Antes de sentirme en casa

Las curvas se vuelven eternas. La camioneta va cargada para cuatro meses en la sierra norte oaxaqueña. Los letreros en la carretera mantienen la esperanza de que estás pronto a tu llegada...

Angel Francisco Sánchez Machorro

Estudiante de Relaciones Internacionales

Las curvas se vuelven eternas.
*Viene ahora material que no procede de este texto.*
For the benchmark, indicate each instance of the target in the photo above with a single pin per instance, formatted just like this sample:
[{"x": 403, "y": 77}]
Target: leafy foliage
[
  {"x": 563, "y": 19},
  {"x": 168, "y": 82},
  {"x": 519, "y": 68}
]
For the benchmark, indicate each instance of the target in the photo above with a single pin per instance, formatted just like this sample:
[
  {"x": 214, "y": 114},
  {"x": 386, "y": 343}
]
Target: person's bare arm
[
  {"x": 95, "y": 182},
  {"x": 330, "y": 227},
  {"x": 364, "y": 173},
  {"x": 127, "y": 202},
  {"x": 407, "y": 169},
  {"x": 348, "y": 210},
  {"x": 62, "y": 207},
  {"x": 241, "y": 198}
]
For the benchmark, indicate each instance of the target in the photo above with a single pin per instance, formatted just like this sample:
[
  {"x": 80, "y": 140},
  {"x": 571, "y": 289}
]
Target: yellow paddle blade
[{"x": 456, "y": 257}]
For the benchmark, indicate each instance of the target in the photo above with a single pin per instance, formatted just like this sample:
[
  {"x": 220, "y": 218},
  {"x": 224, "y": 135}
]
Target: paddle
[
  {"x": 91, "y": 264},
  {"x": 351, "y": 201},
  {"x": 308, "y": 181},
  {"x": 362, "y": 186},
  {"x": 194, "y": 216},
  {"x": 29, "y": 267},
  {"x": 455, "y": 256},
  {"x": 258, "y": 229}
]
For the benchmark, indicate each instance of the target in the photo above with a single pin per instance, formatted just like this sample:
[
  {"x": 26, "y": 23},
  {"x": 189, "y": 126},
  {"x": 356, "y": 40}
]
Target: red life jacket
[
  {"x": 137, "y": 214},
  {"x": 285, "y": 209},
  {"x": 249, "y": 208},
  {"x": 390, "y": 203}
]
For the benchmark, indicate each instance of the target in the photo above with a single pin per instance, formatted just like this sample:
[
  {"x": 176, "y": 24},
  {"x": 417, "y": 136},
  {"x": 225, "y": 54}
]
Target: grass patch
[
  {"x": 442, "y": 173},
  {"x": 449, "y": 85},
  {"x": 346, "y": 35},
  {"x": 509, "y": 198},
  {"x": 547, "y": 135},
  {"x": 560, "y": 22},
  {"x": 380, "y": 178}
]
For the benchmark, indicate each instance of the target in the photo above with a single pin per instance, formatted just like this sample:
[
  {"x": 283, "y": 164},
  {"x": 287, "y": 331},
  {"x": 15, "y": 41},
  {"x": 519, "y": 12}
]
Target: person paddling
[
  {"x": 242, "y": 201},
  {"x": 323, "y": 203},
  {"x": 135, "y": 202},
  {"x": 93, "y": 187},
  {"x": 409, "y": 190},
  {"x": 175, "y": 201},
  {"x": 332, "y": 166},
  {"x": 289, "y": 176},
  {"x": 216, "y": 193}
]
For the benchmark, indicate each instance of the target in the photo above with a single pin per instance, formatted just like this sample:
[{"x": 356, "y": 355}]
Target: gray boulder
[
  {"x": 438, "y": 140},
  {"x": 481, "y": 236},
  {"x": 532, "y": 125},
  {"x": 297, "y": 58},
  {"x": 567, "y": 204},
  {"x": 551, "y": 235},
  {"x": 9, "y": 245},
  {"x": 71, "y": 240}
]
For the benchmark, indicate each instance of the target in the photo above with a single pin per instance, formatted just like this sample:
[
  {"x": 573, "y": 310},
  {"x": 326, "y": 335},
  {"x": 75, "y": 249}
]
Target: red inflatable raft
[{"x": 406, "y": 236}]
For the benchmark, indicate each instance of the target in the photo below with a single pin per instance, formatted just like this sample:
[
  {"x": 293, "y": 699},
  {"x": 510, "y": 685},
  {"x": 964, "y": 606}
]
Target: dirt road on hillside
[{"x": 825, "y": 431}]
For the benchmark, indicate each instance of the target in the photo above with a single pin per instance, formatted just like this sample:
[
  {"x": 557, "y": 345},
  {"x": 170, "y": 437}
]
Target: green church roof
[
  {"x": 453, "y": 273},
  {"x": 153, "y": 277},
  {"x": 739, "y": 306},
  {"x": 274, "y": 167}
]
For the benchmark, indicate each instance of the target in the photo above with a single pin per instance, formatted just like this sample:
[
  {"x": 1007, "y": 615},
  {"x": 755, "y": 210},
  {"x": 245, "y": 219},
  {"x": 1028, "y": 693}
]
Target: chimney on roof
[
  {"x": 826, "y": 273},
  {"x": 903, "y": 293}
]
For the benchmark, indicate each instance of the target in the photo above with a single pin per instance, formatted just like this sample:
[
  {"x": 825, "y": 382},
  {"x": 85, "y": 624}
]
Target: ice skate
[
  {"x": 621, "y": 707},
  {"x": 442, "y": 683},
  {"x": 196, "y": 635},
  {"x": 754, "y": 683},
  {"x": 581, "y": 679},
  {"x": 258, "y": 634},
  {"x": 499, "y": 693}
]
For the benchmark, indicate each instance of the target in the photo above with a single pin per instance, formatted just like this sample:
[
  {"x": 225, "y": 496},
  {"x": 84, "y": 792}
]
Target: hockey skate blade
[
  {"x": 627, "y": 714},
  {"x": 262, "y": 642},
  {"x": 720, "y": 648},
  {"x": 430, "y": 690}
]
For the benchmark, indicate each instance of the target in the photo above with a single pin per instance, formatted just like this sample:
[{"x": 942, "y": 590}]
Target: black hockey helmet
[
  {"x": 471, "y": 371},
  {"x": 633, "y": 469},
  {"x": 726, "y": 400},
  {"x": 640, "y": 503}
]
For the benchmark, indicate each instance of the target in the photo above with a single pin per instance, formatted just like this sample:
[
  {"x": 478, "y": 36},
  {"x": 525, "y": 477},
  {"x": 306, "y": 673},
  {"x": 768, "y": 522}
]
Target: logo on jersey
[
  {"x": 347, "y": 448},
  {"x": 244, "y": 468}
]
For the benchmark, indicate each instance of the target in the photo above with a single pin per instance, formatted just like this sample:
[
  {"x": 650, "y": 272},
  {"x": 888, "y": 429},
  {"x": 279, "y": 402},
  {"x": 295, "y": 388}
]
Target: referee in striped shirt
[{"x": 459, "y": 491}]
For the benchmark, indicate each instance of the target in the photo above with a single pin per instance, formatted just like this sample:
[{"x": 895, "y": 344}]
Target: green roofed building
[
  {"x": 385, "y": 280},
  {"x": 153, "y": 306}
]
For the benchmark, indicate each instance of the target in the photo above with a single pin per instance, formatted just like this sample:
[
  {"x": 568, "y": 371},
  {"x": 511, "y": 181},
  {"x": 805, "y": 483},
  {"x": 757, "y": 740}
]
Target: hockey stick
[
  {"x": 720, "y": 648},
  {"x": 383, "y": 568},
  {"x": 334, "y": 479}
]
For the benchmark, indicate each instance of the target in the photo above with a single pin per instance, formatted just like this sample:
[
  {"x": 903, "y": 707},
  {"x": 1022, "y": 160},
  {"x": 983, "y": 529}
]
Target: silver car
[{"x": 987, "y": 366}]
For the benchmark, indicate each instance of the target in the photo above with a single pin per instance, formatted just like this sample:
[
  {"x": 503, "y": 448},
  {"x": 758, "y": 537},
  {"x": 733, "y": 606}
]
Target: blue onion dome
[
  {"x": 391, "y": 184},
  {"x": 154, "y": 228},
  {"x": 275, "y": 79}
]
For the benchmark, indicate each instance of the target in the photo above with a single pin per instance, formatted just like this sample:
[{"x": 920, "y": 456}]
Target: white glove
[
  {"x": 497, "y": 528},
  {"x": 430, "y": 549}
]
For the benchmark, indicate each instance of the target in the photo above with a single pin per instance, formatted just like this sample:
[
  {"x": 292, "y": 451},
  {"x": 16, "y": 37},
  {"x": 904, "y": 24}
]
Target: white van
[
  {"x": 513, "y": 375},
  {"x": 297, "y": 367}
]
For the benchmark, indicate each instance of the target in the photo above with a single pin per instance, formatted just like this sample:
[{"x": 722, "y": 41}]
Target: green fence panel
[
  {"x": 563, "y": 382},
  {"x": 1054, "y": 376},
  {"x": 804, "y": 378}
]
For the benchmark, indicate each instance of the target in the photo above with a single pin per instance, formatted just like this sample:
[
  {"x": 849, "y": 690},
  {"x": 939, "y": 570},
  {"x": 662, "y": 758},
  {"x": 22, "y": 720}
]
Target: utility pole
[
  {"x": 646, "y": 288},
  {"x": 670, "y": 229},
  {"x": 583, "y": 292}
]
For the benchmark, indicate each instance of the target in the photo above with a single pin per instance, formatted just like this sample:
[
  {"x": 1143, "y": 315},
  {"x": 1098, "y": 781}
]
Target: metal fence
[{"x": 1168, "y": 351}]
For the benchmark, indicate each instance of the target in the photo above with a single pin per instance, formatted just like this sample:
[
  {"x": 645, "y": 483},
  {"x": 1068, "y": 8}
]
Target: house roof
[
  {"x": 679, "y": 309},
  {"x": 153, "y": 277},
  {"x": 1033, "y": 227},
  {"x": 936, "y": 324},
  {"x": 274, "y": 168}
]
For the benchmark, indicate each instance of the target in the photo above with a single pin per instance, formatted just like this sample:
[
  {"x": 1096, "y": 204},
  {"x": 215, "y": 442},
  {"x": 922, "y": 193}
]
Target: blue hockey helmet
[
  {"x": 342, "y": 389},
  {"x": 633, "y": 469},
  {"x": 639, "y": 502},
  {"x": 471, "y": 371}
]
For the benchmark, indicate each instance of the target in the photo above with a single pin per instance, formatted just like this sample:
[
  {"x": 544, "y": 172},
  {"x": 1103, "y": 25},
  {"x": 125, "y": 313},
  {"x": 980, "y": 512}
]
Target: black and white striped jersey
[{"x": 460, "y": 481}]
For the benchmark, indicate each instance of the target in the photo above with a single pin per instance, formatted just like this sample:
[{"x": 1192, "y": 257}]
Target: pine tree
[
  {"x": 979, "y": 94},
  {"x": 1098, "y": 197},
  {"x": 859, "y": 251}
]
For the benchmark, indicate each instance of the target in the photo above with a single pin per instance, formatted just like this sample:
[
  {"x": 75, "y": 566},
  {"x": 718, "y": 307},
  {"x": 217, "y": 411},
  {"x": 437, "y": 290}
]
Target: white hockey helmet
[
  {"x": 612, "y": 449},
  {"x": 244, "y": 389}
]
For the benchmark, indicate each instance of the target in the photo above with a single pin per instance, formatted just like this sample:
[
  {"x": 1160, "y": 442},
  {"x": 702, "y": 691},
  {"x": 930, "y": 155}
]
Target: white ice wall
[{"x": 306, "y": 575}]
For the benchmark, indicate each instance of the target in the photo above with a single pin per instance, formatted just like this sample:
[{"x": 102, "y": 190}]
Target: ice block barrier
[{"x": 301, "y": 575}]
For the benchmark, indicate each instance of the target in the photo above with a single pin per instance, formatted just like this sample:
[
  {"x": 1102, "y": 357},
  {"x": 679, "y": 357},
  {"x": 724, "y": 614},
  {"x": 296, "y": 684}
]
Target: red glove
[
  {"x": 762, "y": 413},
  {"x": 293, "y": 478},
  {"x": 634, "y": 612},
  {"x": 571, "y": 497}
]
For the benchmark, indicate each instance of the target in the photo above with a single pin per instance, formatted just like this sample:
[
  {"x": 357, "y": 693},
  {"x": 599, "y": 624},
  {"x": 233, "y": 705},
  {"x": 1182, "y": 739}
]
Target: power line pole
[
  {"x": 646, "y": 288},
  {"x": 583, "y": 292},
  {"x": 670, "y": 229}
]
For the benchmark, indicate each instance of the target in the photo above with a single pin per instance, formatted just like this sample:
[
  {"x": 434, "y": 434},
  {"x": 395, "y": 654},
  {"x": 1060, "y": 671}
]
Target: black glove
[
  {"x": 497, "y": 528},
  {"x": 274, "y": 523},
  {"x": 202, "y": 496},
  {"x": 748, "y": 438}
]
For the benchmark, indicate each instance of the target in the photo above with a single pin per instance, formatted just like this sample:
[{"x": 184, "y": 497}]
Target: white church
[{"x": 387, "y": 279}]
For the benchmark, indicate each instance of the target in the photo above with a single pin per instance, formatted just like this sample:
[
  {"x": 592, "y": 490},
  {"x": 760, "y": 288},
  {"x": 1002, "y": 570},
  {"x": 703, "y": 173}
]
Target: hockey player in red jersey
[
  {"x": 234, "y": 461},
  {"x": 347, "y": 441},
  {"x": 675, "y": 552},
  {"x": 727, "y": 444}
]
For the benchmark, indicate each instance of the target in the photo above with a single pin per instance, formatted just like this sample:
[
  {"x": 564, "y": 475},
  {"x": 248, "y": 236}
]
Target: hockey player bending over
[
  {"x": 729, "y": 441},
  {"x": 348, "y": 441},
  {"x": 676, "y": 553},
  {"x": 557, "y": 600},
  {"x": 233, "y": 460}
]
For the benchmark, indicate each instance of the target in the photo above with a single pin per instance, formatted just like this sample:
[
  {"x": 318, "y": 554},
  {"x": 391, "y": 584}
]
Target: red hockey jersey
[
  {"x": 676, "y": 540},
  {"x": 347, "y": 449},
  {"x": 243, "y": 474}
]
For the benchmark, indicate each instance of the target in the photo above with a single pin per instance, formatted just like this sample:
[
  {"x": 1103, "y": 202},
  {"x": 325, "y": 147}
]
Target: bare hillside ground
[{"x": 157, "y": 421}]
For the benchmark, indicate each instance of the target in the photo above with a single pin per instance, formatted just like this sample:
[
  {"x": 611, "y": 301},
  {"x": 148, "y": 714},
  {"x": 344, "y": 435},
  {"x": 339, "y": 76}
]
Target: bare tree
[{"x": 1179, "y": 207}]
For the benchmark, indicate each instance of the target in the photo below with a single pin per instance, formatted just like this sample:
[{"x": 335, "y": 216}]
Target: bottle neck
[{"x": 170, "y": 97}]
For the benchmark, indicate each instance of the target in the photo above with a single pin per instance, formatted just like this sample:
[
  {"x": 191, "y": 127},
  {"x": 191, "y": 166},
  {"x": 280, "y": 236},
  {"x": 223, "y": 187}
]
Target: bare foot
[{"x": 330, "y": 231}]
La camioneta va cargada para cuatro meses en la sierra norte oaxaqueña. Los letreros en la carretera mantienen la esperanza de que estás pronto a tu llegada. A lo lejos se alcanza a leer: 

“BIENVENIDOS A LA TIERRA DEL  

LIC. BENITO JUÁREZ GARCÍA 

 BENEMÉRITO DE LAS AMERICAS” 

Es al subir por sus calles empinadas cuando me doy cuenta de que no podré usar la bicicleta que me han prestado– la cual apenas tiene frenos-. Entro al Comedor Yela Too y por fin conozco a Doña Jael, con quien conseguí un cuarto para mi estadía. Me lleva a conocerlo y lo primero que me llama la atención es que el cuarto da directamente a un panteón. Mi madre me dice que preferiría que buscara otro lugar para vivir. No le gusta que esté tan cerca del panteón. Le prometo que estaré bien. Le digo que prefiero tener algo de compañía.  

Los días pasan, las miradas permanecen. Duermo en un lugar por donde han transitado muchas personas, muchas vidas, muchas experiencias. Por la noche regreso a mi cuarto y pienso en los que han estado aquí antes. No los conozco, pero solo sé que en esta realidad la única variable somos nosotros. Los que visitan la comunidad por un tiempo. 

Las primeras noches el sueño se vuelve difícil de conciliar. El cuerpo permanece alerta a cualquier sonido. No pasan cosas extrañas, pero el oído se empieza a acostumbrar a sonidos que todavía no sé nombrar: pasos en el techo, golpes aislados, voces que llegan y se apagan sin cruzar los muros. 

Empiezo a reconocerlos. No son los muertos los que hacen ruido, sino los vivos que los visitan. El viento que choca con mi puerta es el mismo que viaja entre las cruces, gatos que se asustan al no reconocerme. – aún no sé qué es lo que corre en mi techo-. 

La gente me ubica como “el chico del servicio”. Se siente como un gafete heredado, usado antes por alguien más y que ahora me toca portar – en realidad estoy haciendo mis prácticas profesionales, pero eso parece no importar-. 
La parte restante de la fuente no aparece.